Abstract
We previously showed that actively practising to discriminate the orientation of a line-texture bar increases its saliency and modulates the ERP-component amplitudes reflecting texture segmentation, suggesting that increased saliency results from inhibition of incongruent local orientation (orthogonal to the bar) (Casco et al., 2004).
We now show an experience-dependent increase of saliency even when the texture is an irrelevant background to a central task engaging subject's attention. However, this improved perception in single randomly chosen target trials (Mack, Tang, Tuma, Kahn and Rock, 1992) does not occur in the two groups where, unexpectedly, orientation discrimination of the bar was asked either at the beginning (50% accuracy) or at the end (60% accuracy) of the 300-trials block. Instead, the group for whom the target trial was presented in a second block executed with a delay of several hours and at least one night's sleep showed a significant increase of saliency (72.5 % accuracy) but only when local elements were congruent to the global orientation of the bar. If the elements were incongruent, accuracy dropped to 41%, indicating that increased saliency relies on a larger response to local orientation within the bar. The electrophysiological correlate of this task-irrelevant improvement is a selective ERP modulation on the second day, consisting in a significant increase in the segmentation-component amplitude, but only when elicited by the congruent bar condition.
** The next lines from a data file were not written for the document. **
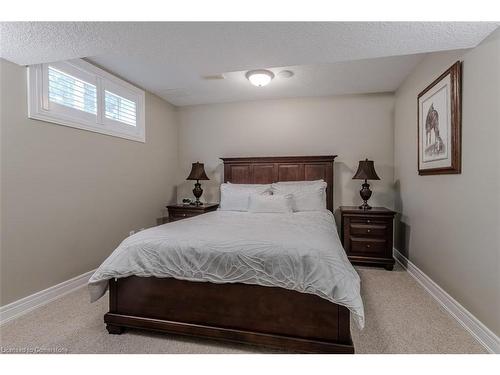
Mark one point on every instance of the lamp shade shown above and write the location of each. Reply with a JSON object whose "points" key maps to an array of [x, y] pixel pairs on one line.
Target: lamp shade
{"points": [[197, 172], [366, 171]]}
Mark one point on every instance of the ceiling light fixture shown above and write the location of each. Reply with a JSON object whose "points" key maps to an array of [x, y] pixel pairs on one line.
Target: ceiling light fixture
{"points": [[259, 77]]}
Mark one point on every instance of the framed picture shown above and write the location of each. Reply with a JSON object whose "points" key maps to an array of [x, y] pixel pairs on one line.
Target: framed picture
{"points": [[439, 124]]}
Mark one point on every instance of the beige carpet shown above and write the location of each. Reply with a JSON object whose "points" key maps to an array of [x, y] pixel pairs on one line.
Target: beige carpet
{"points": [[400, 318]]}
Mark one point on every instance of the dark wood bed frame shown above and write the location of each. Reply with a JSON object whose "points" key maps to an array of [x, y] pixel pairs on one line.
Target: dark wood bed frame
{"points": [[251, 314]]}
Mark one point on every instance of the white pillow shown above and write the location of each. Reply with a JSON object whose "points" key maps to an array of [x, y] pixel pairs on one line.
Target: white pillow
{"points": [[270, 203], [307, 195], [234, 197]]}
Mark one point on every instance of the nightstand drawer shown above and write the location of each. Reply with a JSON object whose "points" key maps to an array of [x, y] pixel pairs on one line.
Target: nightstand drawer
{"points": [[360, 245], [371, 230], [369, 221]]}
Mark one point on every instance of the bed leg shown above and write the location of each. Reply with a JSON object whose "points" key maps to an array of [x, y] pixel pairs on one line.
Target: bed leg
{"points": [[114, 330]]}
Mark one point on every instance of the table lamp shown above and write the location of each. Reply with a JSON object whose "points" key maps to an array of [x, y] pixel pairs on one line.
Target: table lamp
{"points": [[197, 173], [366, 171]]}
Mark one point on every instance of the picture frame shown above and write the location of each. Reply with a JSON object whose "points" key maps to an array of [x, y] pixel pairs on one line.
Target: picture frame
{"points": [[439, 122]]}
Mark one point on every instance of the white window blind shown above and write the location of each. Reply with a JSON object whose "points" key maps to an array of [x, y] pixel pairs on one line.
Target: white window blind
{"points": [[71, 92], [119, 108], [76, 93]]}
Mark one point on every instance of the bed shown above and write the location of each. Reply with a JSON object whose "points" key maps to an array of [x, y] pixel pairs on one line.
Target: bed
{"points": [[282, 313]]}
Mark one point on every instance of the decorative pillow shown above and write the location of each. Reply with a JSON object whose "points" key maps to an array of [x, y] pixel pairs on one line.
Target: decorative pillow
{"points": [[234, 197], [271, 203], [307, 195]]}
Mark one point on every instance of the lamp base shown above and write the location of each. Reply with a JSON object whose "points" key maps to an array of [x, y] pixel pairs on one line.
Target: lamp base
{"points": [[365, 206], [197, 192], [365, 194]]}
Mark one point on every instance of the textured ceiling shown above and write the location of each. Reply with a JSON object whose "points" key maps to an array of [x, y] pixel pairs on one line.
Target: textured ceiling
{"points": [[172, 59]]}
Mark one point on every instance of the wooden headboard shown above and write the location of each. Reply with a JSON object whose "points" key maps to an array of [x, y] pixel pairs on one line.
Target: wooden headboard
{"points": [[266, 170]]}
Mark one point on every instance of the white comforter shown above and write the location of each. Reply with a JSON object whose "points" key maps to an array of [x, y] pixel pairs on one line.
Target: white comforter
{"points": [[299, 251]]}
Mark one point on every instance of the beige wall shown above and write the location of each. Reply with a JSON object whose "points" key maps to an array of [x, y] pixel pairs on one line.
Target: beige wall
{"points": [[70, 196], [450, 223], [353, 127]]}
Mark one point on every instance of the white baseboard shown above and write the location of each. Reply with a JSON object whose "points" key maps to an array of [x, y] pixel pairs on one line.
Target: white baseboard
{"points": [[20, 307], [477, 329]]}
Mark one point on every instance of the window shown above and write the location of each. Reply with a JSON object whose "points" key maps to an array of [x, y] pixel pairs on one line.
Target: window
{"points": [[78, 94], [119, 109]]}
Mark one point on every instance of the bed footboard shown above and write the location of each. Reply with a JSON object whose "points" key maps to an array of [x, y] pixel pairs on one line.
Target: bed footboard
{"points": [[251, 314]]}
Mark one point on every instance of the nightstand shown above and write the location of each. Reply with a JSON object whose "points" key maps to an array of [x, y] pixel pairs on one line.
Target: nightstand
{"points": [[367, 235], [183, 211]]}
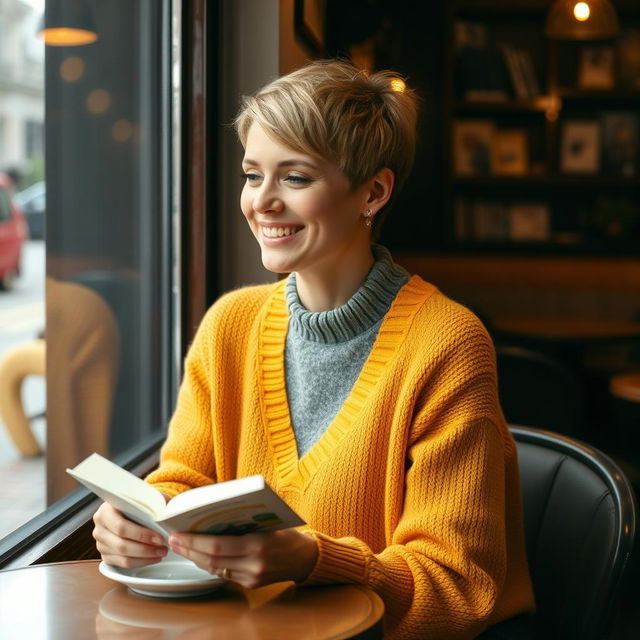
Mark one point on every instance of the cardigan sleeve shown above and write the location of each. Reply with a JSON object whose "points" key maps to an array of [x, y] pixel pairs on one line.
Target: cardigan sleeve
{"points": [[445, 564], [186, 458]]}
These results show that perceptual learning may not require attention to be directed on the stimulus. Task-relevant and task-irrelevant learning involve different mechanisms: the former based on inhibition of information irrelevant to the task (Casco et al., 2004) and leading to explicit figure-ground segmentation, the latter based on enhancement of response to local orientation in the texture bar, also resulting in figure-ground segmentation.